Dead Man's Shoes


Cast: Paddy Considine, Emily Aston, Gary Stretch
Director: Shane Meadows
Certificate: 18,
Cinema Release date: Ist Oct

Shane Meadows’ much anticipated fourth film (his last release being Once Upon a time in the Midlands) is a diversion into the world of horror but also reveals his great gift for storytelling as a thriller evolves that is both tragic but also very realistic.

In Once upon a time in the Midlands, a stranger played by Robert Carlyle heads back into town and causes romantic upset. Here, an older man played by Paddy Considine (In America and the soon-to-be-released My Summer of Love) comes back into town (to a home town in the midlands) with a more sinister aim since he appears to have a score to settle although we don’t know the whys or wherefores (yet). The stranger appears to be antagonistic towards a vicious local gang of drug-dealers and even though he is facing the might of a drugs gang alone, he appears to be fearless. That might have something to do with the fact that he’s come out of the military, even though he seems to be also a modest and kind man to those who are straight with him.

Gradually a story emerges of how this gang began to take the mickey out of the older man’s retarded brother and shows somewhat tragically how even the most intellectual characters can be guilty of harm simply through non-action.

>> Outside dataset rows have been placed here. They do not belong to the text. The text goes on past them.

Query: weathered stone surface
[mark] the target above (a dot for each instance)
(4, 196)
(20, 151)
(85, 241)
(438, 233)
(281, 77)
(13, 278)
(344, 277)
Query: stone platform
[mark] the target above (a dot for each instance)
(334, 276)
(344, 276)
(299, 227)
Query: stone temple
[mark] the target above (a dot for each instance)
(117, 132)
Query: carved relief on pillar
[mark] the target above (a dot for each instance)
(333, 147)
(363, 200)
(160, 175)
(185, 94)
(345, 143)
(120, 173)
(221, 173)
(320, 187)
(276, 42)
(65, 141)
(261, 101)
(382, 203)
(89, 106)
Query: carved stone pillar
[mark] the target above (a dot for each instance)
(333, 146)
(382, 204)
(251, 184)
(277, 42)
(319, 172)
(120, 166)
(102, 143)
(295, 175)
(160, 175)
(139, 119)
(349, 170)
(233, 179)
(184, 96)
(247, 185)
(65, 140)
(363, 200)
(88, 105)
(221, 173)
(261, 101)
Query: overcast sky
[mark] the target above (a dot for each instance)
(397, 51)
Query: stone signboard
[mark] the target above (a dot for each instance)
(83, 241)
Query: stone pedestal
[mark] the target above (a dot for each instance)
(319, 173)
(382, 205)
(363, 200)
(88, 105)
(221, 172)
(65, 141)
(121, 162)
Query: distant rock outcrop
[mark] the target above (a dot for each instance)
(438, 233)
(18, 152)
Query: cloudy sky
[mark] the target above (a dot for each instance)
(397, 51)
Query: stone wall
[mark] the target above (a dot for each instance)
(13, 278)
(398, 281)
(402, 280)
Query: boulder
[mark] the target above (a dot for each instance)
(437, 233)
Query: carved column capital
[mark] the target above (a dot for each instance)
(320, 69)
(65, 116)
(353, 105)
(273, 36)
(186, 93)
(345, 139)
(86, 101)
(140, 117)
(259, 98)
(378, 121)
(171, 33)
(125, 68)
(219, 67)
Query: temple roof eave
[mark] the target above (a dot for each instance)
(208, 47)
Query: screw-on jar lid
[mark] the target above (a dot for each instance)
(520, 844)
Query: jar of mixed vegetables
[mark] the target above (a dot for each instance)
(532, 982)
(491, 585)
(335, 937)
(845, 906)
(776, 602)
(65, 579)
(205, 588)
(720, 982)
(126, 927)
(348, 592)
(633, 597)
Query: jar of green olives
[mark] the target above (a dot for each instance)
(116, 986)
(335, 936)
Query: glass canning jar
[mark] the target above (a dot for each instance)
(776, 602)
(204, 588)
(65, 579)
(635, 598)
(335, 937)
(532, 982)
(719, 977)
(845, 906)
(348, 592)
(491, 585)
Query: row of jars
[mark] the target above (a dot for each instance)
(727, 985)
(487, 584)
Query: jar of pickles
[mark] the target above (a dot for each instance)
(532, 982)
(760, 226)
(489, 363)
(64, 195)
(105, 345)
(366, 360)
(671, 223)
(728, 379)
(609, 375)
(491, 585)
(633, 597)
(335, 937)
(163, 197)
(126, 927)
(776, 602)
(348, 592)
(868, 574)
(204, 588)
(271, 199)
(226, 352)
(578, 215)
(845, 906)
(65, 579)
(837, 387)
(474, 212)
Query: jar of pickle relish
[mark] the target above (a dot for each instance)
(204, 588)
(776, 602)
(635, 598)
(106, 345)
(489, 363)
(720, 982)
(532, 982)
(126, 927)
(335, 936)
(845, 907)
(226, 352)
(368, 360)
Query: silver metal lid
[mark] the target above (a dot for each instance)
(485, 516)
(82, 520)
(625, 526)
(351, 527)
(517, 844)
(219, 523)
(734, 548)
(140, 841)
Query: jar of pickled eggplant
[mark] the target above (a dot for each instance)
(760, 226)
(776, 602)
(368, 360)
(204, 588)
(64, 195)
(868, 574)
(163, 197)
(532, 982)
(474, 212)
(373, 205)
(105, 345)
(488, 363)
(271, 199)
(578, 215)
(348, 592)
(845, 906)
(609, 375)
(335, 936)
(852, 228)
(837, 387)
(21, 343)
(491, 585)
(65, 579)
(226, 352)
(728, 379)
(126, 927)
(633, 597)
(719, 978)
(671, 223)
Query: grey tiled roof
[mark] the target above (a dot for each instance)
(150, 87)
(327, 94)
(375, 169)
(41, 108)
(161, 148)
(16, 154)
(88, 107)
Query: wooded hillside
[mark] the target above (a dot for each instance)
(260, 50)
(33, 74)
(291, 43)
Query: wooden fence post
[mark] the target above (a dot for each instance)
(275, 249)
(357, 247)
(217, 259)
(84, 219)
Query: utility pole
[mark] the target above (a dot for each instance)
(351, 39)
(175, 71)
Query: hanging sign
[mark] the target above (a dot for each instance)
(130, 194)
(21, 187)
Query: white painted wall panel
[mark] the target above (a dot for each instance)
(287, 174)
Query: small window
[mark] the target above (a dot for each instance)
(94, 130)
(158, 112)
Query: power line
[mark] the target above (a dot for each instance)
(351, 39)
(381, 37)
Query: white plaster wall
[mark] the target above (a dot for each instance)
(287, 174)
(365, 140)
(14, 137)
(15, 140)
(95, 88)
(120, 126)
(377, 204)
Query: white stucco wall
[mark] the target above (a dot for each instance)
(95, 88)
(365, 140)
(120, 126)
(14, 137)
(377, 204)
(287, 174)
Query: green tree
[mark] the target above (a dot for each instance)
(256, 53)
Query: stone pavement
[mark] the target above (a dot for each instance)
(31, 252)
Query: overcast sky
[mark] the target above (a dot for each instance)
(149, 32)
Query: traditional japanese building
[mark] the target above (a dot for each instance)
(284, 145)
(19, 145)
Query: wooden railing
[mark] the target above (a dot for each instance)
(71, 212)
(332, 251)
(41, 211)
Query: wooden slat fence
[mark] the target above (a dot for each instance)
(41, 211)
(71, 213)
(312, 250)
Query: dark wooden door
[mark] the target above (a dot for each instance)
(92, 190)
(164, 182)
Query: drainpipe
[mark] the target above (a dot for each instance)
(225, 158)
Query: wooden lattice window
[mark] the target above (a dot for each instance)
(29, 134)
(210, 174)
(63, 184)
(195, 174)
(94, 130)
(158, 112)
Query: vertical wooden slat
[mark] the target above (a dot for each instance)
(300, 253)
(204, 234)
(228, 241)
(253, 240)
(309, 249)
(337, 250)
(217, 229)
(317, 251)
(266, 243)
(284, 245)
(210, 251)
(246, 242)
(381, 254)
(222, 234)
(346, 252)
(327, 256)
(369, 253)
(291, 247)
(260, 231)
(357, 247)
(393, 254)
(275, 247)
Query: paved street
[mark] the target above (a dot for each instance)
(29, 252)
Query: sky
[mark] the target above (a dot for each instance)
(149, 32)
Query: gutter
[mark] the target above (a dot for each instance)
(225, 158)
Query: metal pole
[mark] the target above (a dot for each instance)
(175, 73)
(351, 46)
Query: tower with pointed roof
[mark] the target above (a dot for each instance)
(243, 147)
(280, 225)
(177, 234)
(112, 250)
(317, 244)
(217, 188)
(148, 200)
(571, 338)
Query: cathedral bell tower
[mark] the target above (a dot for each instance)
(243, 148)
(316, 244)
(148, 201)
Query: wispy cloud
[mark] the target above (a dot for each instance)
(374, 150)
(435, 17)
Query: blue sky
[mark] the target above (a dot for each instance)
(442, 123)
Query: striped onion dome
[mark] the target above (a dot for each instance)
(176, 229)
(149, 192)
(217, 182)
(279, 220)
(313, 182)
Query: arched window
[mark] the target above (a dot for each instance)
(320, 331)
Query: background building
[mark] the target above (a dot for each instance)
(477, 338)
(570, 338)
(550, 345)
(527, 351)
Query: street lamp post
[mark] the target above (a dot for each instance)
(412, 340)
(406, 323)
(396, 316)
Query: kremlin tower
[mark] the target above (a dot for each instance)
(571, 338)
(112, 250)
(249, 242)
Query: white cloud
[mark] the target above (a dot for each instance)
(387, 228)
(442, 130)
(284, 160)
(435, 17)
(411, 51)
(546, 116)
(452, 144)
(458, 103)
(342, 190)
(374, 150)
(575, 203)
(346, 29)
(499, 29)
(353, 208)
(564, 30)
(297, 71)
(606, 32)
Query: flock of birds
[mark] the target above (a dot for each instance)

Dead Man’s shoes is satisfyingly real and deserves to find a decent audience. Like all of Shane Meadows’ films, the dialogue co-written here by Considine who also took the lead to thrilling effect in Shane Meadows’ earlier film A Room for Romeo Brass, suits every scene and the film itself is well worth seeing for the satisfactory performances and Meadows’ fine ability to tell a good story.